First Clinical Uses Announced of Magellan Robotic System for Peripheral Vascular Disease


December 28, 2011

December 28, 2011 – Hansen Medical, a developer of robotic technology for accurate 3-D control of catheter movement, announced the world's first uses of the Magellan robotic system in the treatment of peripheral vascular disease (PVD). The clinical procedures were performed by Professor Nick Cheshire, M.D., and the medical team at St. Mary's Hospital, part of the Imperial College Healthcare in London, pioneers in the use of flexible robotics in vascular interventions.

The Magellan robotic system is a new robotic approach in the treatment of vascular disease, and it has the potential to transform the way endovascular treatments are performed for patients with PVD. The system allows precise catheter navigation of peripheral vessels with a proprietary technology that enables independent distal tip control of a catheter and a sheath, as well as robotic manipulation of a standard guidewire from a centralized, remote workstation. The system was designed to allow precise and predictable catheter navigation of peripheral vessels while reducing procedure time, lessening radiation exposure, lowering procedural fatigue and enabling new procedures.

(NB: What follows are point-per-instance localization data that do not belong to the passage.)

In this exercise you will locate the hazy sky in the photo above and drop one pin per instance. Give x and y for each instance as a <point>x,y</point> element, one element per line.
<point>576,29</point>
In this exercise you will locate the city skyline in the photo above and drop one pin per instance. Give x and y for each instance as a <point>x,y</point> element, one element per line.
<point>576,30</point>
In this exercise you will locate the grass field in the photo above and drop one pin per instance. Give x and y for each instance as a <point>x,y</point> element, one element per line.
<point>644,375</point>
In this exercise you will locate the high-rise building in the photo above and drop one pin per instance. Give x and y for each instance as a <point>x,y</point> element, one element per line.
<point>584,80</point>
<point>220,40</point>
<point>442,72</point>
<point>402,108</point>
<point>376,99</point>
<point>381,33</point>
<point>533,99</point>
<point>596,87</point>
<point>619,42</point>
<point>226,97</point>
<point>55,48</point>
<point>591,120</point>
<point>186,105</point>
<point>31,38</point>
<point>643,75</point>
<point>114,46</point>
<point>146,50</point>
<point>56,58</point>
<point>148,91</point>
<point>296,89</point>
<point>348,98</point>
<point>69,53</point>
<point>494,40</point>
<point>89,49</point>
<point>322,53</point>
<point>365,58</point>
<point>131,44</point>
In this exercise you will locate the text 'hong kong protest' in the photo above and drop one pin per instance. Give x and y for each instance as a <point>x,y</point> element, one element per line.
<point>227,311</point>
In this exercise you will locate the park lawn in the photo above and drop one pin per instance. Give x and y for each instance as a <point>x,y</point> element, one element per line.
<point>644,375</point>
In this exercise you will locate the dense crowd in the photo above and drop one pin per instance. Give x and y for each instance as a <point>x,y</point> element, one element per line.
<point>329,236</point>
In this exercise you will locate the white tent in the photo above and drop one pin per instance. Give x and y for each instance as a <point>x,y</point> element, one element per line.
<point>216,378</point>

"Hansen Medical's new Magellan robotic system opens up the possibility for physicians to offer less invasive endovascular options to a broader group of patients suffering from complex disease," said Professor Nick Cheshire, head of circulation sciences at Imperial College Healthcare. "Imperial College has been pioneering the use of flexible robotics in vascular interventions, and the Magellan robotic system now gives us access to the latest robotic catheter technology that is specifically designed for peripheral vascular interventions."

Hansen Medical's Magellan robotic system is based upon the leading flexible robotic technology incorporated in the Sensei-X robotic catheter system currently sold in the U.S. and Europe, which has been used in nearly 7,000 patients with cardiac arrhythmia, but includes a number of key enhancements. In particular, the Magellan Robotic System:

  • Allows for complete, individual robotic control of the distal tips of both the outer sheath and the inner leader catheter, as well as robotic manipulation of standard guidewires.
  • Is designed to allow for sufficient extension inside the body to better access hard to reach peripheral anatomy.
  • Preserves the open architecture featured in the Sensei system to allow for the subsequent use with most 6F therapeutic devices on the market today.
  • Employs a catheter that is expected to be available in multiple lengths and has a low profile with significant flexibility to be compatible with most 6F treatment catheters currently used today.

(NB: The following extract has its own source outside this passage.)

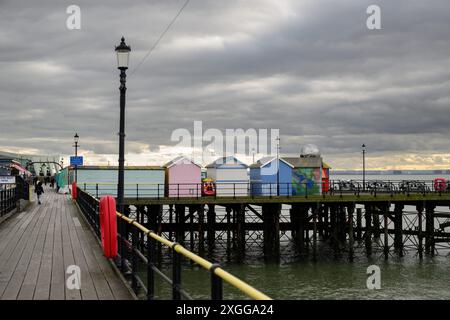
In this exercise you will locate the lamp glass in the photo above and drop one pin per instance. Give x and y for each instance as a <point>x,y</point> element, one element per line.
<point>123,57</point>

Last year, Hansen announced the completion of its first-in-man study in Europe during which 20 endovascular procedures were successfully performed with an earlier version of the Magellan robotic system, demonstrating its potential to allow physicians to effectively treat peripheral vascular disease, while lessening radiation exposure.

In Europe, the Magellan robotic system and NorthStar robotic catheter are CE marked. In the United States, the Magellan robotic system requires U.S. Food & Drug Administration (FDA) clearance, and a 510(k) application is currently pending.